Se o pé dissesse: "Uma vez que não sou mão, não faço parte do corpo", nem por isso deixaria de pertencer ao corpo. Se todo o corpo fosse olho, onde estaria o ouvido? Há, pois, muitos membros, mas um só corpo. Não pode o olho dizer à mão: "Não tenho necessidade de ti"..." (1Cor 12)
Seguindo esta mesma imagem, quando qualquer parte do nosso corpo está magoada, é o corpo inteiro que sofre. Um só espinho cravado no dedo mindinho é suficiente para que o mal-estar seja geral!
Se a Sara está triste, a alegria do António não pode ser completa, pois são membros de um mesmo corpo: a família.
No início do mês, as estradas de Portugal encheram-se de gente que caminhava até Fátima, cantando, rezando - e fazendo bolhas e feridas nos pés e nas pernas. Para quê tanto sacrifício, perguntam alguns. Deus não exige o sofrimento! Que razões apontam os cristãos para a dor desnecessária, isto é, aquela que não advém da doença, da vida, da morte, mas que é escolhida propositadamente para ser oferecida?
Em Fátima, o Anjo de Portugal falou assim aos pastorinhos:
"Orai, orai muito. Oferecei constantemente ao Altíssimo orações e sacrifícios.
- Como nos havemos de sacrificar?
- De tudo o que puderdes, oferecei a Deus sacrifício em acto de reparação pelos pecados e súplica pela conversão dos pecadores. Atraí assim, sobre a vossa pátria, a paz. Sobretudo, aceitai o sofrimento que o Senhor vos enviar."
(Memórias da Irmã Lúcia I, p. 57)
A partir desse dia, conta-nos a Lúcia, os pastorinhos aproveitavam todas as ocasiões para oferecer uma linda prenda ao Senhor: privavam-se de alimento, adiavam a água nos dias de calor, ajoelhavam nas pedras duras.
Somos membros do mesmo corpo: a família humana, a família de Deus. E se o meu irmão sofre de fome, ou está doente, ou é agredido, ou vive no meio da guerra, ou é escravo do vício e de toda a espécie de maldade, então eu preciso de partilhar um pouquinho da sua dor.
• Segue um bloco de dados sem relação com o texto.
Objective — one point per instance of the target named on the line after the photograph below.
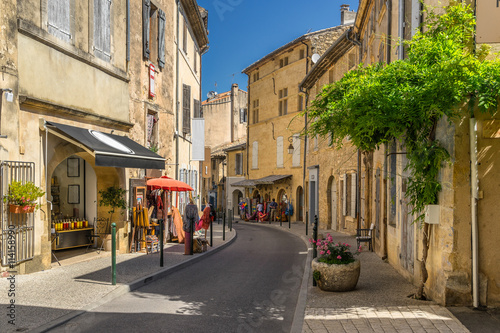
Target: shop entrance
(73, 193)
Como o António em relação à Sara, preciso de experimentar um pouquinho de desconforto para que me possa sentir solidário com quem quero amar.
Mas o mais belo disto tudo é a imensa generosidade de Deus: nada do que eu Lhe oferecer, nada do que eu sofrer, é em vão. Se eu entregar a Deus a dor dos meus pés caminhantes; se eu Lhe oferecer o chocolate que não comi; se eu Lhe der o copo de água que adiei, se Lhe entregar a minha dor de cabeça, a minha desilusão, o meu fracasso, a minha falta de dinheiro, a minha doença, Deus pegará carinhosamente nestas pequenas prendas e, com elas, aliviará a dor de algum irmão que não conheço. A minha pequena renúncia converter-se-á para ele em salvação. A oração e o sacrifício de três crianças pode atraír a paz sobre um país? O Anjo de Portugal assegurou-nos que sim. O que não fará a oração e o sacrifício de todo o povo cristão!
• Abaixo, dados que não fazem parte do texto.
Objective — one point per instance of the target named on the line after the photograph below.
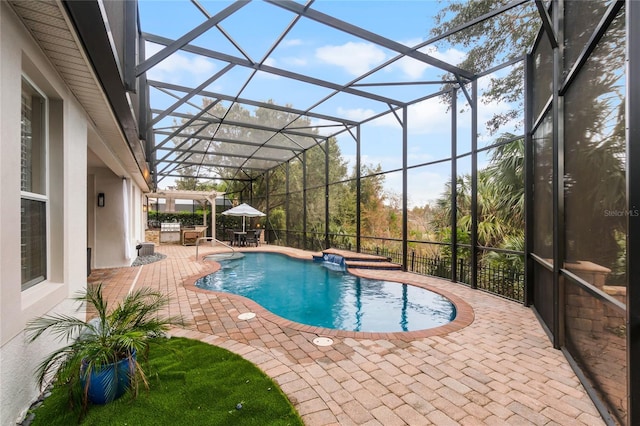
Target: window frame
(35, 196)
Que mistério imenso esconde Deus, para assim querer necessitar da nossa solidariedade espiritual? Esse mistério chama-se gratidão: como um bom pai de família, Deus quer que os seus filhos estejam ligados por laços de gratidão uns para com os outros, para assim se amarem de verdade. No céu, vou encontrar-me com todos aqueles que, pela sua oração e sacrifício - sem disso terem consciência - me permitiram conhecer e amar Jesus. Que surpresas iremos ter, ao descobrir a quem devemos a nossa felicidade! E que grande festa faremos então!